"For example, we believe in direct representation in voting for the president, the figure most capable of becoming a tyrant, not an executive, a belief which the founders strongly thought dangerous."

That's actually not quite true. The fiction of the electoral college was a product of slavery, allowing the 3/5's of a human standard for representation to be incorporated not only in the house of representatives, but also in the election of the president. It was a compromise, designed to insure that slave holding states had more than their fair share of representation in the election of the president. Prior to the Civil War, nearly all of the presidents came from slave holding states.

But, I agree that in the past six years we have seen the wholesale destruction of our constitutional safeguards.

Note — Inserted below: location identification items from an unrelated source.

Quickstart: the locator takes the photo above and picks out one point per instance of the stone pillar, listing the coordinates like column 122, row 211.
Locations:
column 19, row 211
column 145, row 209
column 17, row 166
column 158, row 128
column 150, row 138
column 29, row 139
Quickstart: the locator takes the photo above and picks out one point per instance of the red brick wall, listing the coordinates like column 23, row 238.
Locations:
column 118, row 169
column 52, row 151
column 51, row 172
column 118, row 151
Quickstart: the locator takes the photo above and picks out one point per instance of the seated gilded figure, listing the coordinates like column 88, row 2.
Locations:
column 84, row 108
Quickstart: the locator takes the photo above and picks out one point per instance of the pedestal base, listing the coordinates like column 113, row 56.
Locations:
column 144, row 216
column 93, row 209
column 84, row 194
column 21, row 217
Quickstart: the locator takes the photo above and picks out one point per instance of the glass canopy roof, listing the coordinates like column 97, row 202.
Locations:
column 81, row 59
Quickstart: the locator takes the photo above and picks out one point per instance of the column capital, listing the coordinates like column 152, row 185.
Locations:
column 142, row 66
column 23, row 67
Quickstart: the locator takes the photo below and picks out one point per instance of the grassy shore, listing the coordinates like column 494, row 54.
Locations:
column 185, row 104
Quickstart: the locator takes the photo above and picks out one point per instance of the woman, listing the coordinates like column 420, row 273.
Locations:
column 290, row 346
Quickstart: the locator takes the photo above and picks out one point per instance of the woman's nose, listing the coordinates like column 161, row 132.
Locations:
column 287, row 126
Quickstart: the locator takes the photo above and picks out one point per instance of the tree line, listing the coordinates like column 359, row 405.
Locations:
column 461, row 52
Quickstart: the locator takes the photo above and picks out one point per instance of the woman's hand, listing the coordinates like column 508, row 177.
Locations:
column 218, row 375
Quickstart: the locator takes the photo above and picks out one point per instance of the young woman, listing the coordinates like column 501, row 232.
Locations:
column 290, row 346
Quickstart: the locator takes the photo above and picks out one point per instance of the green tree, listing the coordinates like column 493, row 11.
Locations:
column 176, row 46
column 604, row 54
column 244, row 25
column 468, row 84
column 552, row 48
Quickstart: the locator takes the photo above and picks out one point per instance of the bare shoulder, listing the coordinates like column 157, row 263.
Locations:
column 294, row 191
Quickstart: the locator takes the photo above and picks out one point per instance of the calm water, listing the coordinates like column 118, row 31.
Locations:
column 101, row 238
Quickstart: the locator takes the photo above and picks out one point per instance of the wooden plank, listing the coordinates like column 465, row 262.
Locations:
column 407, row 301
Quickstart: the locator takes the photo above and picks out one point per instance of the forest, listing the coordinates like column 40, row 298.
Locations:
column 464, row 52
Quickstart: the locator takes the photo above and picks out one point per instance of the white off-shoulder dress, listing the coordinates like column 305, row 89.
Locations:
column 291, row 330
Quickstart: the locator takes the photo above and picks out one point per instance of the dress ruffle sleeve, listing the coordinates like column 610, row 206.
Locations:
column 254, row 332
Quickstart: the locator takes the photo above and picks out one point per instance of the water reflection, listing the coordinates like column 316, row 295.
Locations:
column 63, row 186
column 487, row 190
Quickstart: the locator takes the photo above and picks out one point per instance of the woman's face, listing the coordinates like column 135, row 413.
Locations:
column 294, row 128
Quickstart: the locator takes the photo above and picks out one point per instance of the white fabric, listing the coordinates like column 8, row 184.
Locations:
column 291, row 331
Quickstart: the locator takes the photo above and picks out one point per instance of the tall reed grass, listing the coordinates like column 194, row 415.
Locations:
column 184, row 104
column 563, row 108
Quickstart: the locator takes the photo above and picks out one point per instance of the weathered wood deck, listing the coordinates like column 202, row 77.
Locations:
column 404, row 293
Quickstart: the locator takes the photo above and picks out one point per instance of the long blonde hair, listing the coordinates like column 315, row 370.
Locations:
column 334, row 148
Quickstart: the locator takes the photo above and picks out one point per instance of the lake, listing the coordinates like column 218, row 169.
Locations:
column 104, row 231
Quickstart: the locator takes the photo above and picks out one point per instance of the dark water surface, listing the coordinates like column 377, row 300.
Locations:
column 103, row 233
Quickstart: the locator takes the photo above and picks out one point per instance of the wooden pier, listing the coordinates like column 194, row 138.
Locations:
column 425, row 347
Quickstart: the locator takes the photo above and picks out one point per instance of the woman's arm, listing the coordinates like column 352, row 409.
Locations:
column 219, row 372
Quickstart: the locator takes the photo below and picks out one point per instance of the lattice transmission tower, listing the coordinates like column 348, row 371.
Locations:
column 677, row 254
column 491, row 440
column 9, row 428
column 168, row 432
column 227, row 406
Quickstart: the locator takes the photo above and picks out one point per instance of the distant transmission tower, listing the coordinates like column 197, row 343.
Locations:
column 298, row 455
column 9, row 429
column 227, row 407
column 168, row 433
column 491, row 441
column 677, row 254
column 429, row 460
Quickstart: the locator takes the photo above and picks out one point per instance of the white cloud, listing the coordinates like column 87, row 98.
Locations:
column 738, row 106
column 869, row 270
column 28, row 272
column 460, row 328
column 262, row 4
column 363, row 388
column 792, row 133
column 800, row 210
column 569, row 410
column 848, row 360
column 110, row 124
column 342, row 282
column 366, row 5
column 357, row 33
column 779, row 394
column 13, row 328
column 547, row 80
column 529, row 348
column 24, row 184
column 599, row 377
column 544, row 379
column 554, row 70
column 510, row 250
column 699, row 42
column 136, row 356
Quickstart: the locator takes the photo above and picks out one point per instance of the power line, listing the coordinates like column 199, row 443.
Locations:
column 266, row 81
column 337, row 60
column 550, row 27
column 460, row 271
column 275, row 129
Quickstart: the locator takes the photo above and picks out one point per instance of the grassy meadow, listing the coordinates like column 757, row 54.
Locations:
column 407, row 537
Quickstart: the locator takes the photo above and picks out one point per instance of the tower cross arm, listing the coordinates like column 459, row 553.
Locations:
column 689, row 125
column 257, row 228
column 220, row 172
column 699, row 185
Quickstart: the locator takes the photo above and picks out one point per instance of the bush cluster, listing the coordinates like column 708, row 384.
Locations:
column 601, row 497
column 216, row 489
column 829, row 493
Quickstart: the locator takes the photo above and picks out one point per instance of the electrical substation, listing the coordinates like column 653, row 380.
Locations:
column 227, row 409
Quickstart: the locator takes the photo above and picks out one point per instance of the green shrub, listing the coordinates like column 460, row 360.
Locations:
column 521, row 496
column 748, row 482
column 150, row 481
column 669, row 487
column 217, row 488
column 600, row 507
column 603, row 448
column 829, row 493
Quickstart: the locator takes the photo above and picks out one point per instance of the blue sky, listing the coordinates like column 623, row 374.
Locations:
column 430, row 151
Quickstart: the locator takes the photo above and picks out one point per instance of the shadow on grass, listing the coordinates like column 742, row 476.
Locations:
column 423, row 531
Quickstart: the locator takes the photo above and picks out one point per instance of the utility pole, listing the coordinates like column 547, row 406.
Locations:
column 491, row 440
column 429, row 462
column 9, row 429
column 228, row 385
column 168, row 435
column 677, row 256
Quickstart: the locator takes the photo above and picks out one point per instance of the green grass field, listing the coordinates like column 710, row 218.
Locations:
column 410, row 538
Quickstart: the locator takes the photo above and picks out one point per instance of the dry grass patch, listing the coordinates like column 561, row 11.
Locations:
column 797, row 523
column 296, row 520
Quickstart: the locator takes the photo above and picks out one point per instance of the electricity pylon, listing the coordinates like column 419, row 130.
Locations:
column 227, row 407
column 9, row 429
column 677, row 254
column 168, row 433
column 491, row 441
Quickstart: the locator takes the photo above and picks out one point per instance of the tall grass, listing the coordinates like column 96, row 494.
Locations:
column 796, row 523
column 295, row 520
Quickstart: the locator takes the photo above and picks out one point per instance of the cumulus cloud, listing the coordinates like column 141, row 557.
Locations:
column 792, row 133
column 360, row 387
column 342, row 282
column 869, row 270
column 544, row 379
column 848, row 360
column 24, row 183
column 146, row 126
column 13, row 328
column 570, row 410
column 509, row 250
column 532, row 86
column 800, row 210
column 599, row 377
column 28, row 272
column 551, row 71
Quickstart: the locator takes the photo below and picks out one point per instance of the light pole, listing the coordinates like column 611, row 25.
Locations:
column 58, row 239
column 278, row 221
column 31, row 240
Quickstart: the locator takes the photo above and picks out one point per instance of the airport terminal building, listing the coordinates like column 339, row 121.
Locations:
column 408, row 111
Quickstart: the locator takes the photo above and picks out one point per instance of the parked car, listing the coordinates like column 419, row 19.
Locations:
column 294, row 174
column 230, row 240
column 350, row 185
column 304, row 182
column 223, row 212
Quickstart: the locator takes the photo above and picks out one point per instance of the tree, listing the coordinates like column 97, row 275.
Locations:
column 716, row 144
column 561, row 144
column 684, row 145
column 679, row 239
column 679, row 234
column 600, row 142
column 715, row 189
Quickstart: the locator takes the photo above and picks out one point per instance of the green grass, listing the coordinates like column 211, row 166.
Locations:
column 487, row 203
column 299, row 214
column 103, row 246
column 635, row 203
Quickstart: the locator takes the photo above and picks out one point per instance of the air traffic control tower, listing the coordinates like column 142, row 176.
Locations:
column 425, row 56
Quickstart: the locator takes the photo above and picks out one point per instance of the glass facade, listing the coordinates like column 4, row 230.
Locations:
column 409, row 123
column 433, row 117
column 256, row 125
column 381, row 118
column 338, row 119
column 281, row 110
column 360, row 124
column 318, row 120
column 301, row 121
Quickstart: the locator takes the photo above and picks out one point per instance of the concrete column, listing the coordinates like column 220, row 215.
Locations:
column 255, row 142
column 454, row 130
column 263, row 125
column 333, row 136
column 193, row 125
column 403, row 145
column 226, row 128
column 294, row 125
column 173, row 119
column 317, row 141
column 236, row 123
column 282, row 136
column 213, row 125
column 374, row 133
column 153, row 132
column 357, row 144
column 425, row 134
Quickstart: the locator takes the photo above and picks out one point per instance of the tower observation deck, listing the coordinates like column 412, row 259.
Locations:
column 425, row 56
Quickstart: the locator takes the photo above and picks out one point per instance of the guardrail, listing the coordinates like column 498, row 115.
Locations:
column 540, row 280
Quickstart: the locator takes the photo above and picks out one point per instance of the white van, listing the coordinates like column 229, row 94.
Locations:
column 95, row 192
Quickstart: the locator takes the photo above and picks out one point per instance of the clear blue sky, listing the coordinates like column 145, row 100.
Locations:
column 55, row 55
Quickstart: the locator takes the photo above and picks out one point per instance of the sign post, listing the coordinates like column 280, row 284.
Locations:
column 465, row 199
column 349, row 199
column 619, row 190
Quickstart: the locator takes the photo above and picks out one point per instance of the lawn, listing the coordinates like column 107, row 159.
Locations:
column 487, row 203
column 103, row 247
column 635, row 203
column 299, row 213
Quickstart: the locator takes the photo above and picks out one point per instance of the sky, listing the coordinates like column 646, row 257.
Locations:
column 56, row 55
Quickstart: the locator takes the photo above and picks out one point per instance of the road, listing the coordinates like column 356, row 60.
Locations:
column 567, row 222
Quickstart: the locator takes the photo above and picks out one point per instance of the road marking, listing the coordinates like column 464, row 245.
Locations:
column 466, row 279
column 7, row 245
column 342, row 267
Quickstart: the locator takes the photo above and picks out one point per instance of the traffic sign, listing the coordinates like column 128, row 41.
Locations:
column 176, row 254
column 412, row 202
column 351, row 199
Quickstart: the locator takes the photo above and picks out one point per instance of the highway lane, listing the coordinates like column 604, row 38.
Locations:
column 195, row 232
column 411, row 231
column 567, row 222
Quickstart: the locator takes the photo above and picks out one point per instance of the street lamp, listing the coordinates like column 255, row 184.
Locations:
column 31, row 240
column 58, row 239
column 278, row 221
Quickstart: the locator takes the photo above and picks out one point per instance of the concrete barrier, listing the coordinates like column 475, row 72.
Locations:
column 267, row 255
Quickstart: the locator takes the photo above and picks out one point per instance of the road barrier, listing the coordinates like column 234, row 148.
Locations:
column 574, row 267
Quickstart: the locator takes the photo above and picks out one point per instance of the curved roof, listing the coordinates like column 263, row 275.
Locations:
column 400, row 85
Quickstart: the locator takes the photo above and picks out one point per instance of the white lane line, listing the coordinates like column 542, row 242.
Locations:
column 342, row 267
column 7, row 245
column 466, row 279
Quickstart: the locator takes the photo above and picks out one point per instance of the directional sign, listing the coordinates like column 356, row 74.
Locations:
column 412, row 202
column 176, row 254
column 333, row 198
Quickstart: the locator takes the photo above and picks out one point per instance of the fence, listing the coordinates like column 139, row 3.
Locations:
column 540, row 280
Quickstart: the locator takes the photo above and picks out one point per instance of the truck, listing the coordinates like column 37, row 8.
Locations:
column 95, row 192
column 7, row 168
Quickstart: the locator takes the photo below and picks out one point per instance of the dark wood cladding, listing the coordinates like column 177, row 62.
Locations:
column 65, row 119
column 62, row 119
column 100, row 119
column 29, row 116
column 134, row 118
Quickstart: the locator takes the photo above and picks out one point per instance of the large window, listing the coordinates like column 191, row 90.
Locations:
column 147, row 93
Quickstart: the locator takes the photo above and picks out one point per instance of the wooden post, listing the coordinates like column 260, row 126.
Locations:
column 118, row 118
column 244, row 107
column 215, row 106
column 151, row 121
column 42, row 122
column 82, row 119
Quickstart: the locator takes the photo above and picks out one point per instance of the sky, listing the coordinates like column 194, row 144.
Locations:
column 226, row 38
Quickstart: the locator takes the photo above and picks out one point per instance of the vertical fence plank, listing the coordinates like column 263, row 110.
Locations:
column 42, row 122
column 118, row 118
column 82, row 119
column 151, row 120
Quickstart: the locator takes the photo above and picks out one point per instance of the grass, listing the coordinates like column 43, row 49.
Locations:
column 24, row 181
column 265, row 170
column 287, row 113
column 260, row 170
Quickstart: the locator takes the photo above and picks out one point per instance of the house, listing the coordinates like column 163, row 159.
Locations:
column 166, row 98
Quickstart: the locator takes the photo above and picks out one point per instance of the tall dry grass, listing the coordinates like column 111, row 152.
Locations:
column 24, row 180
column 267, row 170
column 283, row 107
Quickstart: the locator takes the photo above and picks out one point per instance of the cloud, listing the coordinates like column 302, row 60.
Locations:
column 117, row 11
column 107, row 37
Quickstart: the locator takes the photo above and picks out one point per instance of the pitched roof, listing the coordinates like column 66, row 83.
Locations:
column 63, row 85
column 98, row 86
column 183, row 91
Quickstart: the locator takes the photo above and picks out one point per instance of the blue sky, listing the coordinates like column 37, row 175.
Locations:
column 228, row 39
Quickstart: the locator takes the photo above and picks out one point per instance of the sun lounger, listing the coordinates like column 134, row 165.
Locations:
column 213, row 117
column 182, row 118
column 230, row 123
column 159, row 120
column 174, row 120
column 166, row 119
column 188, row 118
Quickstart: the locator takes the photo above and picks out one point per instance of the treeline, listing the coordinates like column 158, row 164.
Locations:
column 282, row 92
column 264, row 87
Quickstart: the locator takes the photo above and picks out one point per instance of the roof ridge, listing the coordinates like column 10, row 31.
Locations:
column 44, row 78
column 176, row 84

This destruction is not intended to allow a broadly popular demogague from becoming president, but to allow a corporately controlled government of the wealthy and by the wealthy to operate for the wealthy.

Though you are correct, you do realize that most American citizens who could vote in the first years of the Constitution were white males with property - most Americans were not allowed to vote, and this was considered proper by those creating the system, in part to hinder the rise of a tyrant. It took several amendments, stretching literally over centuries, before most Americans could vote - and even today, we see the massive effort expended to ensure that many citizens legally entitled to vote are denied that right.

I have also left out the rise of a standing military, another danger likely to lead to tyranny in the eyes of the founders.